Il semble qu’un système conçu pour empêcher un accident ait en fait contribué à le provoquer.

Il existe un nouveau système de sécurité dans ces avions conçu pour empêcher le décrochage (causé lorsqu'un avion se dirige vers le haut). Ce système de sécurité s'appelle MCAS et il peut automatiquement demander au système de pilote automatique de changer la trajectoire de l'avion, de se diriger vers le bas.

Un seul capteur situé dans le nez de l'avion informe le MCAS de l'angle actuel de l'avion. Ce qui a pu arriver, c'est que le capteur est tombé en panne, a donné des signaux incorrects au MCAS et cela a ensuite affecté le comportement de l'avion, avec des conséquences désastreuses.

Selon ce reportage de la BBC le logiciel MCAS sera probablement rétrogradé pour éviter que le MCAS n'ait une telle influence sur le comportement de l'avion.

Et il y aura des changements au niveau des personnes et des processus. "Il y aura également des changements dans les systèmes d'avertissement du poste de pilotage, le manuel d'utilisation de l'équipage de conduite sera mis à jour et il y aura une formation informatisée pour les pilotes."

Selon cet article dans le Seattle Times certains des risques étaient connus et il y avait peut-être une certaine pression commerciale pour accélérer les approbations de vol. Peut-être un échec de gestion ?

Que pouvons-nous en tirer ?

Explorer la cause profonde

L’utilisation réussie de n’importe quel logiciel implique une combinaison de : personnes, processus et technologie.
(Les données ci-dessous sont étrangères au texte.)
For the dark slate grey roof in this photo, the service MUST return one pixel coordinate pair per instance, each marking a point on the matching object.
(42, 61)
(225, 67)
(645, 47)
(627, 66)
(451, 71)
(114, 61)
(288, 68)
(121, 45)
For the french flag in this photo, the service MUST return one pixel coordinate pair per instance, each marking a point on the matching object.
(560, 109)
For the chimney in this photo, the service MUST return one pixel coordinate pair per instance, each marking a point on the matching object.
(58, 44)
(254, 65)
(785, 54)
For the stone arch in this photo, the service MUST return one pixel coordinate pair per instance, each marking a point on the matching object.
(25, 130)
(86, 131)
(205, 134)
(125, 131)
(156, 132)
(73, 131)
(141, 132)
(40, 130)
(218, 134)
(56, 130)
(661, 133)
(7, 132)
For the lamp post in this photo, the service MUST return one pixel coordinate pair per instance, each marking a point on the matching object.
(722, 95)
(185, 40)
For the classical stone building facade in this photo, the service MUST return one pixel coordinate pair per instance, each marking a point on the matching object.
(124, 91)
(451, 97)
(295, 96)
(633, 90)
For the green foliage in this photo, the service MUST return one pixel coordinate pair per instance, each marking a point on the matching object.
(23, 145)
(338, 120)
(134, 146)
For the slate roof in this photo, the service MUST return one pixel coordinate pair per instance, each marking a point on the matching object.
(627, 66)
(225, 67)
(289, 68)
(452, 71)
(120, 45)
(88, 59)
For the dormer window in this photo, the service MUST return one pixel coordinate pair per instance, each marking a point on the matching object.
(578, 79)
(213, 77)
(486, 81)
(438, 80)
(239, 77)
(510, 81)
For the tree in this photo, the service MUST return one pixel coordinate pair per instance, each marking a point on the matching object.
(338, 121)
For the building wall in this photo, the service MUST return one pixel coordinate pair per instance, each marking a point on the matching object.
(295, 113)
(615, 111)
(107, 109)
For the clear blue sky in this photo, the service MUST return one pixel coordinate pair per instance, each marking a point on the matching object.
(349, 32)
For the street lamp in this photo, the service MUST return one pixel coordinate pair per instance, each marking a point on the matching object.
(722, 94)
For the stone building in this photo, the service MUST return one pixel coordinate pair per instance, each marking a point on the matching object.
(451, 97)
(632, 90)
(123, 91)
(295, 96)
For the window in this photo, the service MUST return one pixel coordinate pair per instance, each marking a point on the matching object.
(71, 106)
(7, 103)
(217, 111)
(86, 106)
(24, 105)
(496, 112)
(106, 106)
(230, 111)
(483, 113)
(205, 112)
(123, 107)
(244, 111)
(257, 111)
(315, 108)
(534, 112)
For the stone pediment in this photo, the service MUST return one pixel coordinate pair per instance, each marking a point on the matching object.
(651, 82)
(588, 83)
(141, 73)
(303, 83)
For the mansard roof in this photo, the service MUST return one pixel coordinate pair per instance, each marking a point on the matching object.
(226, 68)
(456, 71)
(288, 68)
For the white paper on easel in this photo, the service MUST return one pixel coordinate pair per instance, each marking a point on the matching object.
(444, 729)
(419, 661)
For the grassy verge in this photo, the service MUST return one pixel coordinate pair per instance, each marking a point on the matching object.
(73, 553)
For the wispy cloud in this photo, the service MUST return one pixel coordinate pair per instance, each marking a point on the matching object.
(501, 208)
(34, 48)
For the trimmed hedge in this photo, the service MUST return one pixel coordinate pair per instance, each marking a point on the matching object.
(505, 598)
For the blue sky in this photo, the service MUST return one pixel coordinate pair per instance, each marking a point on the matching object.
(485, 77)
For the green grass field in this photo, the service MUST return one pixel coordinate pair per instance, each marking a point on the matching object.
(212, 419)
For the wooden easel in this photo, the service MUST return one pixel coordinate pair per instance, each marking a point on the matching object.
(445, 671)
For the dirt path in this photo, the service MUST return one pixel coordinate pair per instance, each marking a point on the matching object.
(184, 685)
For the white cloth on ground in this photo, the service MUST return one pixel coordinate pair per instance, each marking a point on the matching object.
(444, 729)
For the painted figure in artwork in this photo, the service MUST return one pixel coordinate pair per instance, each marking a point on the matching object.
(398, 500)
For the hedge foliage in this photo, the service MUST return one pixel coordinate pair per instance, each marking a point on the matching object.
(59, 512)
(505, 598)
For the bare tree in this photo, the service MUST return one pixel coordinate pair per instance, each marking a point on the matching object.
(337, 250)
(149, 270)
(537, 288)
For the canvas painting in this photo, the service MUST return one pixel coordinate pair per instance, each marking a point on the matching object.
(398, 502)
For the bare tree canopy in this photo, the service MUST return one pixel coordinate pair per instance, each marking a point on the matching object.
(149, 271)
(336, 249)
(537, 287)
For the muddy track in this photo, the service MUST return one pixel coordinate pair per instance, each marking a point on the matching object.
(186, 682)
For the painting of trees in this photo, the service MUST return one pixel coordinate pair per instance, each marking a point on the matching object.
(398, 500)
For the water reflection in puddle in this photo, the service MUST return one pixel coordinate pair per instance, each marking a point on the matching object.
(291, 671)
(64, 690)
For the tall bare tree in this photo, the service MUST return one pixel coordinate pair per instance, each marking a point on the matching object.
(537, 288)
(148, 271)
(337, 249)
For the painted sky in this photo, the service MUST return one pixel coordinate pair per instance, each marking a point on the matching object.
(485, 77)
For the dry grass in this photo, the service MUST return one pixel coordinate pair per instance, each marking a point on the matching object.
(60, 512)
Un tel échec pourrait très bien être dû à une combinaison d’erreurs dans chacun de ces domaines.

Personnes: Les pilotes ont-ils été formés pour détecter et gérer le cas d'un capteur défaillant informant mal le MCAS de l'angle de l'avion ? Qui aurait cru qu’un capteur défaillant pourrait être à l’origine de ce problème ? Que pourraient-ils/ont-ils fait à ce sujet ? Le risque d’un scénario d’échec était-il connu mais écarté comme étant « peu probable » ?

Processus: Les instructions d'utilisation du pilote ont-elles été adaptées pour inclure suffisamment de contrôles du bon comportement du système MCAS ? Les pilotes ont-ils été informés, ou obligés de savoir, que cela pouvait se produire et ont-ils été conseillés sur la manière de gérer cela ?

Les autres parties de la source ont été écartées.